Continuing the world tour of gender fun leads us to Stanley Kwan’s Yin and Yang: Gender in Chinese Cinema. Kwan’s other work in the festival, the feature Hold Me Tight, is a major disappointment from the director of Actress and Rouge, but this ambitious documentary somewhat redeems him. In Yin and Yang, the gay director salvages some surprising images from early Chinese films. Among these are nude camaraderie sequences from a 1930s melodrama, and clips from the movies of Yan Kim-Fai, an immensely loved cross-dressing dyke from the ’40s on who acted and lived with her female partner. The usual images from John Woo’s homoerotic thrillers are present, along with interviews with most of the prominent Hong Kong directors. Kwan politely probes Tsui Hark, Woo, and the others about the queer undercurrents in their work and their relationships with their father, but the clips – some of them quite rare – are of greater interest. It’s worth noting that the Shaw Brothers refused his request to include footage from their films, perhaps too troubled by a director of Kwan’s prominence being an out queer.
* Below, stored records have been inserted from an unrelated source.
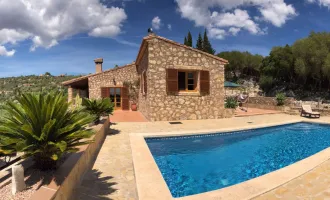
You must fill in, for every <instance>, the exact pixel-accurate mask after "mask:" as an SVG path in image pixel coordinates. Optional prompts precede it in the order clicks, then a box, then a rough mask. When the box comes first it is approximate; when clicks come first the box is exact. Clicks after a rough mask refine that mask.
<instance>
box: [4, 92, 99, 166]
mask: <svg viewBox="0 0 330 200" xmlns="http://www.w3.org/2000/svg"><path fill="white" fill-rule="evenodd" d="M69 105H70V104H69V103H68V102H67V97H66V96H65V95H64V94H63V93H60V92H56V93H50V94H46V95H43V94H22V95H21V96H17V97H16V101H8V102H7V103H6V104H5V105H4V106H3V109H4V111H5V112H6V113H7V115H5V116H2V118H1V119H0V152H2V153H5V154H10V153H15V152H24V157H33V159H34V161H35V163H36V167H38V168H40V169H42V170H48V169H52V168H55V167H56V165H57V161H58V160H59V159H60V158H61V157H62V156H63V155H64V154H65V153H66V152H75V151H78V148H77V147H78V146H80V145H84V144H88V143H90V142H92V140H88V138H90V137H91V136H92V135H93V131H92V130H89V129H86V128H85V126H86V125H87V124H89V123H91V122H92V121H93V119H94V117H93V116H91V115H89V114H88V113H86V112H85V111H84V110H83V109H73V110H71V109H69ZM82 139H84V140H83V141H82Z"/></svg>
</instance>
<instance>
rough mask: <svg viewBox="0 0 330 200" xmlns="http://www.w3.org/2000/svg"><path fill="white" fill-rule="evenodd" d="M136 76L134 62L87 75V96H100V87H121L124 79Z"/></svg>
mask: <svg viewBox="0 0 330 200" xmlns="http://www.w3.org/2000/svg"><path fill="white" fill-rule="evenodd" d="M138 78H139V77H138V75H137V73H136V66H135V64H134V63H132V64H129V65H125V66H122V67H117V68H114V69H111V70H107V71H104V72H103V73H99V74H95V75H93V76H90V77H88V87H89V98H91V99H97V98H101V87H123V83H124V81H135V80H137V79H138Z"/></svg>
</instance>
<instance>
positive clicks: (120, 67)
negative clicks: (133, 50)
mask: <svg viewBox="0 0 330 200" xmlns="http://www.w3.org/2000/svg"><path fill="white" fill-rule="evenodd" d="M132 65H135V62H133V63H131V64H127V65H123V66H120V67H116V68H112V69H108V70H105V71H103V72H100V73H94V74H89V75H86V76H82V77H78V78H74V79H71V80H68V81H64V82H62V85H70V84H71V83H74V82H77V81H81V80H84V79H88V78H89V77H92V76H96V75H100V74H103V73H106V72H110V71H115V70H118V69H122V68H125V67H129V66H132Z"/></svg>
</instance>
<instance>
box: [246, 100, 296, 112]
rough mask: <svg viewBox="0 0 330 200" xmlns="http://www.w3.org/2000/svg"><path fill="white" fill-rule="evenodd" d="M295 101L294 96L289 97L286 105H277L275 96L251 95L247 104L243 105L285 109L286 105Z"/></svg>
mask: <svg viewBox="0 0 330 200" xmlns="http://www.w3.org/2000/svg"><path fill="white" fill-rule="evenodd" d="M293 102H294V98H292V97H287V98H286V100H285V104H284V106H277V101H276V98H275V97H250V98H249V101H248V103H247V104H243V107H250V108H260V109H268V110H283V109H284V107H285V106H289V107H290V106H291V105H292V103H293Z"/></svg>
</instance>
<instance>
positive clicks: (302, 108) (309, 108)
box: [300, 105, 321, 118]
mask: <svg viewBox="0 0 330 200" xmlns="http://www.w3.org/2000/svg"><path fill="white" fill-rule="evenodd" d="M301 107H302V109H301V113H300V116H309V117H318V118H319V117H320V116H321V115H320V113H319V112H313V111H312V108H311V106H310V105H302V106H301Z"/></svg>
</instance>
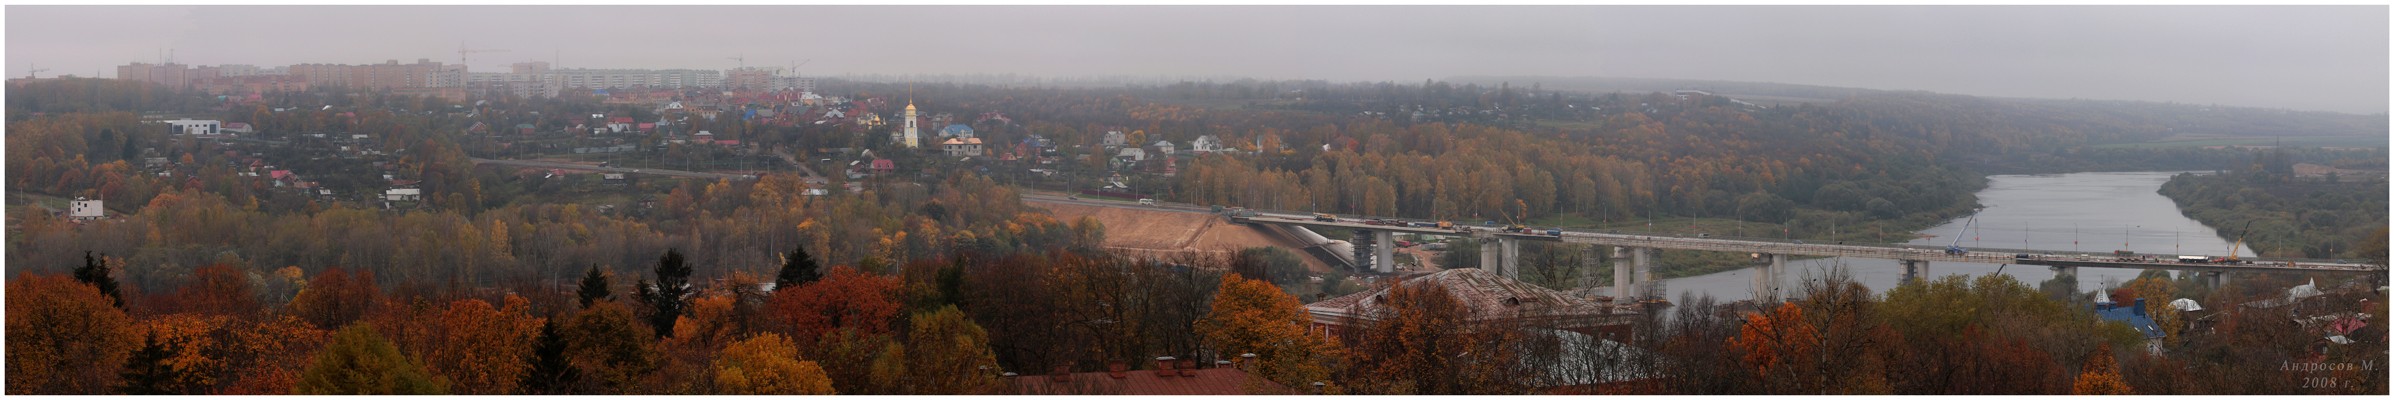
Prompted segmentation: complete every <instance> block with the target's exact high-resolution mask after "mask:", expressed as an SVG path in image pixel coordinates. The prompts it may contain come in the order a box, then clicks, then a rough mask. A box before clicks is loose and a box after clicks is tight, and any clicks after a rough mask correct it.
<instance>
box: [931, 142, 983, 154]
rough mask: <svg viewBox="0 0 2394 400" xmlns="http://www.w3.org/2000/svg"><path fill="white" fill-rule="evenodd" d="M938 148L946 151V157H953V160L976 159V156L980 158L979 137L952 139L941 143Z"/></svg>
mask: <svg viewBox="0 0 2394 400" xmlns="http://www.w3.org/2000/svg"><path fill="white" fill-rule="evenodd" d="M938 146H941V149H946V151H948V156H955V158H977V156H982V139H979V137H953V139H948V141H941V144H938Z"/></svg>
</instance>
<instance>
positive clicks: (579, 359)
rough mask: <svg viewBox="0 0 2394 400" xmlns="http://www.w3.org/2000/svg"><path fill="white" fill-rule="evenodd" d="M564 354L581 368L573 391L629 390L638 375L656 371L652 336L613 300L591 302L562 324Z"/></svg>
mask: <svg viewBox="0 0 2394 400" xmlns="http://www.w3.org/2000/svg"><path fill="white" fill-rule="evenodd" d="M563 335H565V354H567V359H572V362H570V364H572V366H575V369H579V371H582V383H589V386H584V388H579V390H577V393H632V390H634V386H637V383H639V378H642V376H646V374H649V371H656V366H658V357H661V354H656V347H654V345H651V343H649V340H654V338H656V335H654V333H649V326H646V323H639V321H637V319H634V316H632V309H627V307H622V304H615V302H594V304H591V307H589V309H582V314H575V319H572V321H570V323H567V326H565V333H563Z"/></svg>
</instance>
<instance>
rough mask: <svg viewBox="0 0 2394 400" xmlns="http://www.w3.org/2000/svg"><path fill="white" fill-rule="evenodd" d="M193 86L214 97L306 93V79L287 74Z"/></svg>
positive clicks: (212, 79) (223, 80) (217, 80)
mask: <svg viewBox="0 0 2394 400" xmlns="http://www.w3.org/2000/svg"><path fill="white" fill-rule="evenodd" d="M192 86H194V89H201V91H208V93H213V96H247V93H275V91H306V79H297V77H287V74H247V77H218V79H206V81H196V84H192Z"/></svg>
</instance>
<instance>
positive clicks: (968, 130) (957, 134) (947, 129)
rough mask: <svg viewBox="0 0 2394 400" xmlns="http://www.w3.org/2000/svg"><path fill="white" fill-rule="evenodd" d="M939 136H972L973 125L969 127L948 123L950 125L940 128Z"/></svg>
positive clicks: (967, 136)
mask: <svg viewBox="0 0 2394 400" xmlns="http://www.w3.org/2000/svg"><path fill="white" fill-rule="evenodd" d="M938 137H972V127H967V125H948V127H943V129H938Z"/></svg>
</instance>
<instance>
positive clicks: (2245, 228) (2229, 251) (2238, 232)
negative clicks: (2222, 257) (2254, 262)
mask: <svg viewBox="0 0 2394 400" xmlns="http://www.w3.org/2000/svg"><path fill="white" fill-rule="evenodd" d="M2246 235H2253V220H2246V228H2236V244H2229V259H2226V263H2243V261H2241V259H2236V249H2243V237H2246Z"/></svg>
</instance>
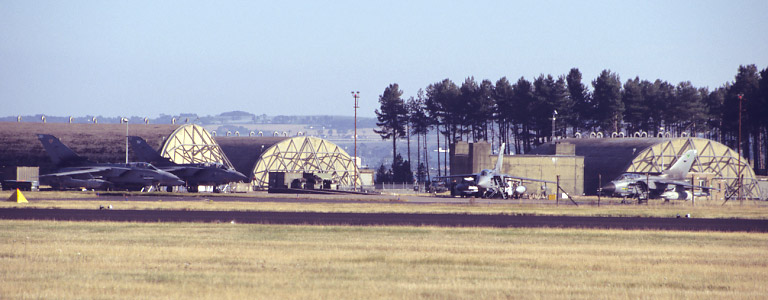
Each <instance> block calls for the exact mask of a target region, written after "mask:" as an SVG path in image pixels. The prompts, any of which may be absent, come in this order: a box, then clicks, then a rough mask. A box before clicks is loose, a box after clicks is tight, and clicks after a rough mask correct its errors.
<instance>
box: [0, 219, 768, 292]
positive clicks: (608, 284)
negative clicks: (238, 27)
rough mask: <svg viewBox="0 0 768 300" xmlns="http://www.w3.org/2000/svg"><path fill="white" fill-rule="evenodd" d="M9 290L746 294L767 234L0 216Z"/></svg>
mask: <svg viewBox="0 0 768 300" xmlns="http://www.w3.org/2000/svg"><path fill="white" fill-rule="evenodd" d="M0 226H2V228H3V230H2V231H0V266H2V267H0V278H2V280H0V296H1V297H0V298H3V299H19V298H33V299H37V298H54V299H82V298H87V299H93V298H97V299H115V298H122V299H126V298H130V299H135V298H139V299H167V298H174V299H178V298H195V299H198V298H203V299H267V298H268V299H306V298H330V299H335V298H347V299H348V298H355V299H362V298H366V299H367V298H428V299H429V298H439V299H452V298H525V299H553V298H569V299H571V298H581V299H587V298H588V299H594V298H631V299H638V298H646V299H648V298H653V299H664V298H667V299H669V298H709V299H712V298H718V299H721V298H729V299H731V298H741V299H757V298H764V297H765V295H768V285H766V284H765V278H766V276H768V251H766V249H768V234H756V233H711V232H668V231H664V232H653V231H619V230H566V229H485V228H459V229H457V228H434V227H336V226H272V225H250V224H249V225H246V224H230V223H222V224H192V223H173V224H169V223H160V224H157V223H152V224H138V223H97V222H53V221H5V220H2V221H0Z"/></svg>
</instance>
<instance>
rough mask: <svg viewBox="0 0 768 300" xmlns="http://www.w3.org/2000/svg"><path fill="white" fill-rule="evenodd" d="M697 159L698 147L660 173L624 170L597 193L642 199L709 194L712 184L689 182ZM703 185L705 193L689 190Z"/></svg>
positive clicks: (683, 153) (686, 196)
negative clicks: (669, 167)
mask: <svg viewBox="0 0 768 300" xmlns="http://www.w3.org/2000/svg"><path fill="white" fill-rule="evenodd" d="M695 160H696V150H688V151H686V152H685V153H683V155H681V156H680V157H679V158H678V159H677V161H675V163H674V164H673V165H672V166H671V167H670V168H669V169H667V170H664V171H662V173H661V174H659V175H648V174H640V173H624V174H622V175H621V176H619V177H618V178H616V179H615V180H613V181H611V182H610V183H608V184H606V185H605V186H603V187H602V188H600V190H599V191H598V193H601V194H602V195H612V196H619V197H636V198H639V199H654V198H662V199H664V200H690V199H691V198H692V197H693V196H699V195H706V194H708V193H709V190H710V189H712V188H710V187H705V186H698V185H693V184H691V183H689V182H686V181H685V179H686V175H687V174H688V171H690V170H691V166H692V165H693V162H694V161H695ZM693 188H701V189H702V190H703V193H701V194H699V193H696V195H694V193H693V192H691V191H688V190H690V189H693Z"/></svg>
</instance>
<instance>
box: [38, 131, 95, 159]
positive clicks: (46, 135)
mask: <svg viewBox="0 0 768 300" xmlns="http://www.w3.org/2000/svg"><path fill="white" fill-rule="evenodd" d="M37 139H39V140H40V143H42V144H43V149H45V152H46V153H48V156H49V157H50V158H51V161H52V162H53V163H54V164H55V165H57V166H74V165H80V164H83V163H87V162H88V159H87V158H85V157H82V156H80V155H77V153H75V151H72V149H70V148H69V147H67V146H66V145H64V143H62V142H61V140H59V138H57V137H55V136H53V135H50V134H38V135H37Z"/></svg>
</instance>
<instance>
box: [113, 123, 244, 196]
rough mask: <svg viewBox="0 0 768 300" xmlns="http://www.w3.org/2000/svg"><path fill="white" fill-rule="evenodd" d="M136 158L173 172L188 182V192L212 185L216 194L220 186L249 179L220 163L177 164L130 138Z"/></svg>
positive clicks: (159, 167) (129, 140) (155, 151)
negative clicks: (151, 163)
mask: <svg viewBox="0 0 768 300" xmlns="http://www.w3.org/2000/svg"><path fill="white" fill-rule="evenodd" d="M128 141H129V142H130V144H131V148H132V149H133V151H134V153H135V154H136V156H137V157H138V158H139V159H140V160H143V161H146V162H148V163H152V164H153V165H155V166H157V167H158V168H160V169H161V170H163V171H167V172H171V173H173V174H174V175H176V176H178V177H179V178H181V179H182V180H184V181H185V182H186V186H187V191H190V192H195V191H197V187H198V186H200V185H212V186H213V187H214V192H218V191H220V188H219V186H222V185H225V184H229V183H231V182H241V181H245V180H248V177H247V176H245V175H243V173H240V172H238V171H236V170H235V169H231V168H228V167H227V166H225V165H223V164H219V163H205V164H201V163H198V164H177V163H175V162H173V161H171V160H170V159H169V158H167V157H163V156H162V155H160V153H158V152H157V151H155V149H153V148H152V146H150V145H149V144H147V141H145V140H144V139H143V138H141V137H138V136H129V137H128Z"/></svg>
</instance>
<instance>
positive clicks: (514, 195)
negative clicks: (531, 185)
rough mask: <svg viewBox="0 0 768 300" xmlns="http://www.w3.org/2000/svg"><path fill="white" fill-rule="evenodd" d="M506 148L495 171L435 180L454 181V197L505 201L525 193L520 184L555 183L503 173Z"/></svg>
mask: <svg viewBox="0 0 768 300" xmlns="http://www.w3.org/2000/svg"><path fill="white" fill-rule="evenodd" d="M504 146H505V144H503V143H502V144H501V148H500V149H499V157H498V159H497V160H496V166H495V167H494V168H493V170H488V169H485V170H482V171H480V173H474V174H457V175H450V176H439V177H435V178H437V179H449V180H452V181H454V182H453V184H452V187H451V195H453V196H456V195H460V196H462V197H468V196H473V197H482V198H495V197H501V198H503V199H507V198H508V197H513V196H515V195H522V194H523V193H525V190H526V189H525V186H523V185H522V184H520V183H522V181H536V182H546V183H555V182H554V181H547V180H541V179H533V178H525V177H518V176H512V175H508V174H504V173H502V168H501V166H502V162H503V161H504ZM457 179H458V180H457Z"/></svg>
Closer to home is Steve Yeager’s Divine Trash, an insider’s view of John Waters’s work with special attention paid to Pink Flamingos. The film answers a few lingering questions – yes, that was Waters himself screaming about “tabuloids” and “two jealous perverts” in the voiceover in Pink Flamingos – and uncovers everybody’s secret favorite character in the film, the “singing asshole.” (He appears in shadow, and doesn’t “sing” this time.) The film drags at 105 minutes, but the rare footage of Divine rehearsing and Waters directing – very dictatorially – make this must-viewing for campsters.
Speaking of wacky gals, the inescapable Annie Sprinkle returns to the festival screen with her version of the history of erotic movies. Annie Sprinkle’s Herstory of Porn covers familiar territory as one of the sex star’s strolls through her career via film clips, scenes where she “interacts” with her image on screen, and self-help sequences with titles like “Get to Know Your Pussy.”
More expansive is John Scagliotti’s After Stonewall, which takes up the history of the lesbian and gay movements from where Before Stonewall left off. After Stonewall is a sobering mix of mourning and celebration – mourning for the saturation of death from the AIDS crisis and the failure to progress beyond a point, celebration because there is ample cause for it, as the film shows. The early history of the movement is tellingly, often amusingly detailed by those who created and lived it. The controversies that once seemed unsolvable – the women’s movement’s hostility toward dykes, the gay men expecting the “girls” to bake cookies – eventually gave way to other problems, but clever queers were able to move into a number of power positions, throw off the yoke of “mental illness” inflicted by the medical establishment, and radically increase visibility. The Gay Games and marches on Washington are shown up close, along with Clinton’s sickening betrayal on gays in the military and his signing of the loathsome “Defense of Marriage” Act. Best of all, like the “gendernauts” in Treut’s film, and for much the same reason, activist queers built elaborate infrastructures where none existed previously. This paid off in a powerful way, the film shows, when the AIDS crisis kicked in and there were food banks, rent subsidies, specialized clinics, counseling, protests, and advocacy to lessen some of its impact. This theme – be yourself, do it yourself, and speak out! – not only informs After Stonewall but reassuringly filigrees the whole fest.